New orders for U.S.-manufactured goods (excluding semiconductor manufacturing) rose 1.1% in December, seasonally adjusted, the third straight increase, Census reported on Friday. Shipments increased 2.2%, the seventh rise in eight months. For 2005 as a whole, the three series were respectively 8% and 7% higher than in 2004. Unfilled orders rose for the eighth straight month, and ended the year 16% higher than in December 2004. Together, consistent increases in these series and in capacity utilization, which the Federal Reserve last month reported was near long-term averages, suggest manufacturers have reason and means to construct and expand plants. Orders for construction materials and supplies slipped 0.8% in December but rose 6% for the year as a whole. Orders for construction machinery slid 6.6% in December but jumped 18% for the year.
The American Chemistry Council (www.americanchemistry.com), trade association for plastics and chemicals makers, noted the connection between construction and chemicals in its ACC Weekly Economic Report on Friday: “…on average, the construction sector directly purchases $8 in chemistry for every $1000 worth of output. Indirectly, it purchases more than twice that as increasing construction spending generates sales of chemistry products through purchases of supplies such as plastics pipe, architectural coatings, vinyl siding and construction products, carpet, sealants, concrete additives, etc. More than $30 billion in chemistry products goes into construction each year. Among plastic resins, PVC is most tied to building and construction.”
The Institute for Supply Management reported on its surveys of purchasing managers in manufacturing companies on Wednesay and nonmanufacturing industries, including construction, on Friday.
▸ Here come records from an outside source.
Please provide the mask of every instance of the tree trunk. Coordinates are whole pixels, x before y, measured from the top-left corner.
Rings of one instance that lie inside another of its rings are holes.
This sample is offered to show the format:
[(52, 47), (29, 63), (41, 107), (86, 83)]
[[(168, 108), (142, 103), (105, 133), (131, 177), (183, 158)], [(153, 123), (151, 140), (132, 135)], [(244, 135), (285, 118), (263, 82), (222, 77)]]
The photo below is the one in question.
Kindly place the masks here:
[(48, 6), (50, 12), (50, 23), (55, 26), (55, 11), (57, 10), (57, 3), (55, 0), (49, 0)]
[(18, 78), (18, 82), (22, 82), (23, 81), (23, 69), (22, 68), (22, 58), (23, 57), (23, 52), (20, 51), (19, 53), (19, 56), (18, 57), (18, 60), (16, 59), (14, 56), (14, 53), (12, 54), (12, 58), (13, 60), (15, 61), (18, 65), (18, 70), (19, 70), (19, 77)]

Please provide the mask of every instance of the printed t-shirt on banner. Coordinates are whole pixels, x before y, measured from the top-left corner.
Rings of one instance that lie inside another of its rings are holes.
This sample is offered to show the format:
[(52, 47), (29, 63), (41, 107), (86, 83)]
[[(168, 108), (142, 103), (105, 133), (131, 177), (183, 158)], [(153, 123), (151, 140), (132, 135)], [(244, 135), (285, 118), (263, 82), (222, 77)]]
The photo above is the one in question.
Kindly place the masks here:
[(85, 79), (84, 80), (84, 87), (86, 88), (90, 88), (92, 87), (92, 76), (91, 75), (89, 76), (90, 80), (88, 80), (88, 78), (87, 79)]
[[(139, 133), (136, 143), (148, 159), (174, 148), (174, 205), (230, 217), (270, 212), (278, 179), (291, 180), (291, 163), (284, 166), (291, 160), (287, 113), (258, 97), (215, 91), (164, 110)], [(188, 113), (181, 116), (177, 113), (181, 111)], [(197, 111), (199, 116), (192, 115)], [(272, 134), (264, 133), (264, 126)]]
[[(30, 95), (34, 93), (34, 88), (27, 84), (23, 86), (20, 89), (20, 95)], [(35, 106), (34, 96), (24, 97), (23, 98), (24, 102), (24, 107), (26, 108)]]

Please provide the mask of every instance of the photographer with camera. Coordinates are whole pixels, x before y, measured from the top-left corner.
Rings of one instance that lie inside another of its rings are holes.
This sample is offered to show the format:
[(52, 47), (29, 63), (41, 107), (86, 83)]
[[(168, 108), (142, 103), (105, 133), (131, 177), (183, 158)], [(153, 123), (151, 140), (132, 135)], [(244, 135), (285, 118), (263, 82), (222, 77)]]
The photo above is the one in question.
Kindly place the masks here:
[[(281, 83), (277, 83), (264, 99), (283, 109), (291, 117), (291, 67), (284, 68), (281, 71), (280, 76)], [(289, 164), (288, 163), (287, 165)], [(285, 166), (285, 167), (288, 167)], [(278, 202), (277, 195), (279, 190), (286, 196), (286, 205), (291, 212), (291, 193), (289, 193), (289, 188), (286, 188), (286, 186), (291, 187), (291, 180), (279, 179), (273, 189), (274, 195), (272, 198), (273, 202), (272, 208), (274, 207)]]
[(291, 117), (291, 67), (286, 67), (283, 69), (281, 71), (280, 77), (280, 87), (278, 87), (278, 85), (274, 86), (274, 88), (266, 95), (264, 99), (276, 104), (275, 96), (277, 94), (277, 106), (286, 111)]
Respondents listed the following construction-related items as up in price: aluminum, asphalt/asphalt products, cement, concrete, copper products, diesel fuel, freight charges lumber, plastics/plastic products, roofing materials (also reported down in price), and steel/steel products. Drywall and roofing materials were listed in short supply.
Nonfarm employment by metro area, not seasonally adjusted, increased in 311 areas in 2005, fell in 49, and was unchanged in seven, BLS reported on Wednesday. The largest percentage increases, 8%, were in Coeur d’Alene, Idaho, Yuba City and El Centro, California, and St. George, Utah. The largest percentage decreases were in New Orleans-Metairie-Kenner, -32%; Gulfport-Biloxi, Mississippi, -23%; and Danville, Virginia, -5%. Of the 35 areas with average employment levels above 750,000, the largest percentage gains were in Las Vegas-Paradise, 7%; Phoenix-Mesa-Scottsdale, 5%; and Orlando, 4%. The only decreases among large metro areas were -0.6% in Detroit-Warren-Livonia, and -0.1% in Cleveland-Elyria-Mentor and Indianapolis. These figures offer a rough guide to areas where construction activity is hottest or where workers may be available.